Certo ci sono le pressioni dei conservatori e della potente lobby delle armi, la Nra. Ma a predicare la piena libertà di armarsi è anche il candidato presidenziale più liberal e progressista che l’America abbia mai avuto: quel Bernie Sanders che ai repubblicani pare un rivoluzionario socialista, ma che è anche un senatore del Vermont. Sanders sostiene di conoscere tanta gente per bene che usa le armi in modo responsabile e aggiunge che è insensato imporre in un villaggio tra i boschi del Vermont le stesse regole che valgono in metropoli come Boston: «Non usciremo da questo problema con una guerra culturale tra l’America rurale e quella delle città».
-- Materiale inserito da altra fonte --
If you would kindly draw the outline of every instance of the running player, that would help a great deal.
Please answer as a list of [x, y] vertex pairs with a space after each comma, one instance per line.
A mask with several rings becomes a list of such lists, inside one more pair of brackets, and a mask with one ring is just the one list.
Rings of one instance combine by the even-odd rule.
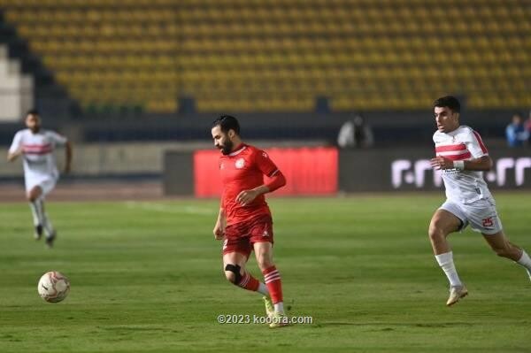
[[[281, 275], [273, 262], [273, 220], [264, 194], [283, 187], [286, 179], [266, 152], [242, 142], [235, 118], [220, 116], [213, 122], [212, 134], [222, 153], [223, 194], [213, 233], [216, 240], [224, 240], [225, 276], [235, 285], [264, 295], [266, 311], [274, 318], [271, 327], [285, 326]], [[266, 184], [264, 175], [270, 178]], [[245, 270], [252, 250], [265, 283]]]
[[27, 129], [15, 134], [7, 159], [12, 162], [23, 156], [26, 197], [33, 214], [35, 237], [41, 239], [44, 231], [46, 245], [51, 248], [57, 232], [44, 211], [44, 196], [54, 188], [59, 178], [53, 151], [56, 145], [65, 146], [65, 173], [69, 173], [72, 146], [65, 136], [41, 127], [41, 117], [36, 110], [27, 112], [26, 127]]
[[453, 305], [468, 294], [458, 275], [446, 237], [470, 224], [481, 233], [492, 249], [527, 270], [531, 279], [531, 258], [525, 250], [511, 243], [502, 228], [494, 198], [483, 180], [483, 171], [492, 167], [492, 159], [479, 134], [459, 125], [459, 102], [447, 96], [434, 103], [437, 131], [434, 134], [435, 158], [431, 165], [442, 170], [447, 200], [434, 214], [429, 239], [437, 263], [450, 281], [446, 305]]

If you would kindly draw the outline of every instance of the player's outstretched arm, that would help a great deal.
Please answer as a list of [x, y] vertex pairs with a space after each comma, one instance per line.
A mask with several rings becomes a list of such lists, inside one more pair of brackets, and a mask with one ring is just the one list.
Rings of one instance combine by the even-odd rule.
[[260, 185], [250, 190], [243, 190], [238, 194], [236, 202], [242, 205], [249, 204], [260, 195], [273, 192], [277, 188], [282, 188], [284, 185], [286, 185], [286, 178], [281, 171], [277, 170], [274, 175], [271, 176], [271, 180], [266, 184]]
[[492, 169], [492, 158], [489, 156], [483, 156], [479, 158], [466, 161], [452, 161], [442, 156], [437, 156], [430, 160], [432, 167], [435, 169], [460, 169], [466, 171], [488, 172]]

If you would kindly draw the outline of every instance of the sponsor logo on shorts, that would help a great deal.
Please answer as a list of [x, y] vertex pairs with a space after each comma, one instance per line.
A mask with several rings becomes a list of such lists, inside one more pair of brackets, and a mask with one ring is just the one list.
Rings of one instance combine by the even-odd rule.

E così le stragi arrivano anche nell’Umpqua College dell’Oregon, uno degli Stati simbolo della conquista del West. «Non mi rassegno» aveva detto Obama dopo l’ultima strage, riconoscendo di venire da una lunga serie di sconfitte. Ma, con il no del Congresso a ogni riforma significativa, non ha potuto andare oltre 23 ordini esecutivi impartiti in base ai poteri presidenziali per rafforzare i controlli sull’identità degli acquirenti di armi, aumentare la sorveglianza sui malati di mente e definire piani d’emergenza per scuole e istituzioni religiose. Poca roba: come provare a svuotare il mare con un secchio nel Paese nel quale sono morti più civili per colpi d’arma da fuoco nell’ultimo mezzo secolo che in tutte le guerre di tutta la storia americana.